We need a business model that makes serving people economically viable.
Lots of people are trying to solve this problem with technology, but I don’t think the problem is, at its root, technical. I think we need a business model that lets us effectively meet the everyday legal needs of ordinary people. Once we have that, technology can help, but fundamentally we must have a service delivery model that works for ordinary people and for lawyers.
I started my practice after helping my wife though her name and gender marker change. It is a process that involves a lot of small legal questions, form filling, and dealing with courts. I wondered what people who didn’t have access to a lawyer were supposed to do when confronted with this kind of problem. Issues that are too small to justify the heavy lift of hiring an attorney, but still really benefit from legal advice, are an untapped market that I set out to tap.
Let me start off by admitting I didn’t get it right at first. I offered a flat fee general consultation. It didn’t generate enough business, but I thought I would let it grow. Then someone who had been a client had a scary thing happen, and they hesitated to contact me. I realized that I had been selling the wrong thing. Like many lawyers, I set out to sell my services when what I needed to sell was the relationship.

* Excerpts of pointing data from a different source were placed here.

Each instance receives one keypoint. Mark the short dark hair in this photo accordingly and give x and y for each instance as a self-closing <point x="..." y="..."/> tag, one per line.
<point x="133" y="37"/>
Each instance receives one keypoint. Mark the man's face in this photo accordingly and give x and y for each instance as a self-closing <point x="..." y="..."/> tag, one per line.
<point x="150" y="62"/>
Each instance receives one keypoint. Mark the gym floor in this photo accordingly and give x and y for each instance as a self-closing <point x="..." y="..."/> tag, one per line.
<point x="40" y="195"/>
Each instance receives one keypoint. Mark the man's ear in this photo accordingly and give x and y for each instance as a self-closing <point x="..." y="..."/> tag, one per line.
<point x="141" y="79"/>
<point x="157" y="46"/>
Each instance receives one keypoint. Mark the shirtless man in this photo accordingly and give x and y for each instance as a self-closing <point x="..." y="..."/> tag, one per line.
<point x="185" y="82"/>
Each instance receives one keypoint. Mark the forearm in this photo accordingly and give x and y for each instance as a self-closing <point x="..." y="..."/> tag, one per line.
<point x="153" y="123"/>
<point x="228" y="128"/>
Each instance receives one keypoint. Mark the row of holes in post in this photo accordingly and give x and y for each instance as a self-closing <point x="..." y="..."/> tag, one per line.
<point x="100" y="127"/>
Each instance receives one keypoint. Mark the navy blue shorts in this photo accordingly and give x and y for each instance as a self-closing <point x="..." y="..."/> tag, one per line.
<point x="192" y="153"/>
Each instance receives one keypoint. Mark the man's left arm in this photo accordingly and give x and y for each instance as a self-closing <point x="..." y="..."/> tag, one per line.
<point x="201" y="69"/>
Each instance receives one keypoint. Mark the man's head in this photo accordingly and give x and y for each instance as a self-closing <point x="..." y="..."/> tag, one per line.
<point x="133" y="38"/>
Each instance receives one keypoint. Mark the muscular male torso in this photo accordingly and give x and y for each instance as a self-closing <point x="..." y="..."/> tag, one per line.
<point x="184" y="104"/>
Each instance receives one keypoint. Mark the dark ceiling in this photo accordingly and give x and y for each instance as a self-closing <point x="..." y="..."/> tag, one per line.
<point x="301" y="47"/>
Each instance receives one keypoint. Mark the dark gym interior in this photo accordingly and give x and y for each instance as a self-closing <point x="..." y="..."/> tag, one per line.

People are willing to pay for access to legal advice, and availability retainers make serving them economically feasible.
In trying to figure out how to set up a firm that focused on meeting individual people’s legal needs, I went back to the future and rediscovered the old-fashioned availability retainer. This is a key tool that lets me capture the value of having an attorney-client relationship. My clients, used to the idea from Patreon and similar services, understand that I charge them each month for continuing the relationship, and they pay it happily to keep a lawyer on call if something goes wrong.
I couple this with the most controversial part of my legal practice. When clients use my services, I give them an opportunity to tip. It changes the dynamics. I’m saying if I offer you value, share with me. I let clients determine the value, and I have made a lot more this way. It makes people less reluctant to use my services, and it gives me an earnest evaluation of the value of my work. Clients often see far more value in what I offer than I do.
Law has fractured into many niches, and “door law” (a practice that takes whatever walks in the door) is often thought of as a second-class ticket to malpractice. As a result, we have lost sight of the value of a legal generalist. Most of the time, my clients need a quick answer from a broad perspective to move forward. By having a good idea of what is a serious issue and what isn’t, I can help them steer clear of problems, and develop the kind of relationship where when I tell them they need a legal specialist, they listen. I cannot be an expert in everything, but not everything needs an expert.
The core value in this practice is the attorney-client relationship, so communities become specialty areas.
Lawyers have moved to selling legal work, but I think this misses much of the real value of the attorney-client relationship. Once I understood that what I was selling was a relationship, much of the existing advice I was giving fell very short and seemed obviously flawed. When you need a lawyer, it usually isn’t a good time in your life. I’ve optimized my practice to act as a security device for my clients. Things go wrong, and when things go really wrong, you need someone immediately. That’s what my clients pay for, and because they are paying for it, they are not reluctant to call.
My practice centers on the queer community and on single-person businesses. This lets me focus my marketing, capitalize on word of mouth, and most importantly, enjoy my work. As primary legal care becomes more common, I expect to see practice niches develop for a lot of different kind of communities, such as language communities, food truck owner-operators, and parents of special needs children.
This is a practice that you can feel good about.
While some people go to law school hoping to do complex mergers and acquisitions work, many of us went to school with a dream of helping people with legal problems. Primary care law is the kind of law many of us dreamed of practicing. The kind where you get to help people and be their attorney. It is a practice where people say thank you.